Dans les produits cosmétiques distribués en pharmacie, le plastique est partout. Etes-vous au courant des prochaines évolutions règlementaires en matière d’éco-responsabilité et des impacts associés ?
Dans le monde de la cosmétique « clean », le packaging est un sujet clé. Outre le nombre de matériaux existants, il est parfois difficile de s’y retrouver.
Chez 3B Pharma, on a fait le choix d’utiliser des packagings dont +60% est du plastique recyclé, post usage commercial (PCR) ou industriel (PIR).
Le plastique reste un emballage de choix pour de nombreux acteurs : il est plus léger que le verre, plus facile à sourcer que l’aluminium et permet de maintenir un coût lié au packaging raisonnable, surtout pour des produits accessibles du quotidien.
La règlementation sur les emballages plastiques dans l’industrie cosmétique est amenée à changer dans les prochaines années.
Cette évolution aura un impact significatif sur vos pratiques d’approvisionnement et sur les marques que vous choisissez de référencer.
Dans cet article, nous explorons les implications de ces changements et les normes croissantes en matière de packaging éco-responsable.
1. Transition vers des packagings durables dans l’industrie cosmétique
À partir du 1er janvier 2030, la réglementation exigera un pourcentage minimum de contenu recyclé dans les emballages plastiques, par unité d’emballage.
Pour les emballages sensibles au contact, tels que ceux utilisés dans l’industrie cosmétique, ce pourcentage sera de 30% pour le polyéthylène téréphtalate (PET) et de 10% pour d’autres plastiques.
Cette mesure vise à encourager l’utilisation de matériaux recyclés et à réduire l’empreinte plastique. Indispensable, quand de nombreux acteurs vendent encore des produits à base de plastique non recyclé aujourd’hui alors que ce type de produits existe sur le marché de manière très accessible !
2030 n’est pas loin et ce n’est que la 1ère étape vers une transition plus globale de l’industrie toute entière ! D’ici 2040, la part en plastique d’un emballage augmentera à hauteur de 50% à minima.
2. Information des consommateurs en matière de durabilité des marques qu’ils choisissent
Depuis 2022, une nouvelle signalétique concernant le recyclage des produits est entrée en vigueur, afin d’informer de manière plus uniforme et efficace sur les modes de recyclages des différents composants d’un produit.
Les fabricants et importateurs doivent également indiquer les caractéristiques environnementales des produits sur les packagings : utilisation de matières premières recyclées, possibilités de réemploi, …
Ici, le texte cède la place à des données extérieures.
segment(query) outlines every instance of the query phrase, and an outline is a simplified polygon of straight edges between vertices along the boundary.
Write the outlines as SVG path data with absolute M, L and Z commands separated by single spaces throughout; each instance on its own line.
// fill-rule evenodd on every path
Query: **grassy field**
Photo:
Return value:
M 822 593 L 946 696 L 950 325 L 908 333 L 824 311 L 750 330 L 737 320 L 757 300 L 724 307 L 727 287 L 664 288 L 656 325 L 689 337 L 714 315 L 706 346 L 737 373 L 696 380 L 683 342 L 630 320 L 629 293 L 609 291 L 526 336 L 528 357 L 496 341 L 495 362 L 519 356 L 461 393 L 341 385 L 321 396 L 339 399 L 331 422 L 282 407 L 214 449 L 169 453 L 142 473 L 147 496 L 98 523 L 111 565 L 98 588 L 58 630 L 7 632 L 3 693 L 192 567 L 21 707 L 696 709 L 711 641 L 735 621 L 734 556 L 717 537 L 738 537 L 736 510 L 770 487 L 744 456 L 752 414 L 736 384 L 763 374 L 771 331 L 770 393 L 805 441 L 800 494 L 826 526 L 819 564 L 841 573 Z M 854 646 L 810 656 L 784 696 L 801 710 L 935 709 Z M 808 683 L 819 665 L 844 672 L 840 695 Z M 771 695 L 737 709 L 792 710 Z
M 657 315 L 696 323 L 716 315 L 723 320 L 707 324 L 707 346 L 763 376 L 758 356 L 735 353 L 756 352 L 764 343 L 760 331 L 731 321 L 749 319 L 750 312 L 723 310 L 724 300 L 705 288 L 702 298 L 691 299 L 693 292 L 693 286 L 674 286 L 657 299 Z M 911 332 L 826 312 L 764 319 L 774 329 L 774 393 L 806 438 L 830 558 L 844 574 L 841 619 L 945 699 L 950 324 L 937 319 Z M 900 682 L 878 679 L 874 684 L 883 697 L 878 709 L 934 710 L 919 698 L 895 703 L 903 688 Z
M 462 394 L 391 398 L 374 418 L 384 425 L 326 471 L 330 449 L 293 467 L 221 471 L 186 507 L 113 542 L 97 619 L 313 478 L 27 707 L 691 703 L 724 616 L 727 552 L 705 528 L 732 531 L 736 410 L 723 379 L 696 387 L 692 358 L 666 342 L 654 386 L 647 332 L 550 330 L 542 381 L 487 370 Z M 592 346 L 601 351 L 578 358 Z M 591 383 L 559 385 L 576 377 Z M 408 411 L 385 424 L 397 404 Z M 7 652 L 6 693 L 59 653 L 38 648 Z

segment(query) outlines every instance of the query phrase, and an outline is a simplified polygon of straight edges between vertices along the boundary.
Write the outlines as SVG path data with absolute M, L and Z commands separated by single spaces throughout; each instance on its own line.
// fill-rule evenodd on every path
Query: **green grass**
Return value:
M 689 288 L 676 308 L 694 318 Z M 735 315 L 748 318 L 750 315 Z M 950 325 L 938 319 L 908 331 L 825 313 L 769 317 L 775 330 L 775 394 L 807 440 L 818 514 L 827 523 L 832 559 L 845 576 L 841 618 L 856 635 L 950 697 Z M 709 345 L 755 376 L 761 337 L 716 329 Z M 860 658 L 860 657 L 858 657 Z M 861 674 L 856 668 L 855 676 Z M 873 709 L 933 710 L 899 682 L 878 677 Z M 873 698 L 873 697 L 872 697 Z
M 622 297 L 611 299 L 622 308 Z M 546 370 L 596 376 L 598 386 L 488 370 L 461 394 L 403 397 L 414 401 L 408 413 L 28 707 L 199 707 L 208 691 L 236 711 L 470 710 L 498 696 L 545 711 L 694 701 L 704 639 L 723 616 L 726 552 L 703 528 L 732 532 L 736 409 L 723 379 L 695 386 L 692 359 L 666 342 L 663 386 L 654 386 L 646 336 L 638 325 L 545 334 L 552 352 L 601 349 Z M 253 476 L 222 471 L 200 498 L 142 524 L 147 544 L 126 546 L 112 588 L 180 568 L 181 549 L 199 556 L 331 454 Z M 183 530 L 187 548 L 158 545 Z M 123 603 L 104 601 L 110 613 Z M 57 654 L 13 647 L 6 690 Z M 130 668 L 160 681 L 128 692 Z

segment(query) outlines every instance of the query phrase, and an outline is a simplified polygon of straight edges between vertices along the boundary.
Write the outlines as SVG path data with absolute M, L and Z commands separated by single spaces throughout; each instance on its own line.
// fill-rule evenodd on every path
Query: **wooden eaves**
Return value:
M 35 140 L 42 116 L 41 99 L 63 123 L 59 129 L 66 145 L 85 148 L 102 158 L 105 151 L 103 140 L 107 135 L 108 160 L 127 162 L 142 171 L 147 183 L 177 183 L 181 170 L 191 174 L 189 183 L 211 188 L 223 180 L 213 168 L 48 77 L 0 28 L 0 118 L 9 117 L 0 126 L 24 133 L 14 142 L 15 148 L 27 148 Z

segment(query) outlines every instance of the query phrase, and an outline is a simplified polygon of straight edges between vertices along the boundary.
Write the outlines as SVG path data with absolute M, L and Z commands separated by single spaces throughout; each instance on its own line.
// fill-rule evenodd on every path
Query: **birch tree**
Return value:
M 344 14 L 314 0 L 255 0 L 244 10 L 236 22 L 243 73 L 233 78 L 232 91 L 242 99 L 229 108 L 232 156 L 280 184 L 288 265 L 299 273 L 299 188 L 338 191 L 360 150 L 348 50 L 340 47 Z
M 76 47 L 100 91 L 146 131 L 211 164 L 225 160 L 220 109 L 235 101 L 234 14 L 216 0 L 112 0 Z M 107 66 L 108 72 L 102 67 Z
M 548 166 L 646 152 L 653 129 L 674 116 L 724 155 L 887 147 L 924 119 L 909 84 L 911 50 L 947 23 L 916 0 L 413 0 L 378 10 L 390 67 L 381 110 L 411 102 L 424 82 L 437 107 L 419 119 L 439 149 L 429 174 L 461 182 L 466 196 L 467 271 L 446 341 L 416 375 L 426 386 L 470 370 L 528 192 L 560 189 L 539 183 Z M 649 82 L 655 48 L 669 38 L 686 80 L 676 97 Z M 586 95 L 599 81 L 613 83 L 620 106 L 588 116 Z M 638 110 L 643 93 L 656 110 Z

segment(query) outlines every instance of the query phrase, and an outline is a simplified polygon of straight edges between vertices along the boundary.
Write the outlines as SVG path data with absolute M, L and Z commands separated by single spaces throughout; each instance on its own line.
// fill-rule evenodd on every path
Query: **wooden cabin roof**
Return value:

Certaines substances, nommées SVCH (Subsance of Very High Concern), citées comme extrêmement préoccupantes d’après le règlement européen REACH , contenant des perturbateurs endocriniens avérés, suspectés ou présumés doivent également être indiquées par les fabricants.
Les consommateurs, de plus en plus sensibilisés à ces problématiques environnementales recherchent de manière croissante des produits ayant un impact positif sur l’environnement.
3. Interdiction de distribuer des échantillons
Afin de limiter le gaspillage, il est interdit depuis le 1er juillet 2022 de distribuer des échantillons d’un produit (cosmétique ou autre) dans le cadre d’une démarche commerciale si le consommateur n’en a pas fait la demande.
L’objectif de la loi n’est pas tant d’interdire de distribuer des échantillons mais plutôt de limiter le gaspillage. De nombreuses animations commerciales consistaient jusqu’à présent à distribuer massivement des échantillons, qui finissaient généralement à la poubelle ou sur la voie publique.
En tant que pharmacien, vous pouvez toujours permettre à vos patients de tester vos produits, mais de manière moins systématique, ce qui redonne une dimension de conseil authentique à la distribution d’échantillons dans le cas d’un conseil.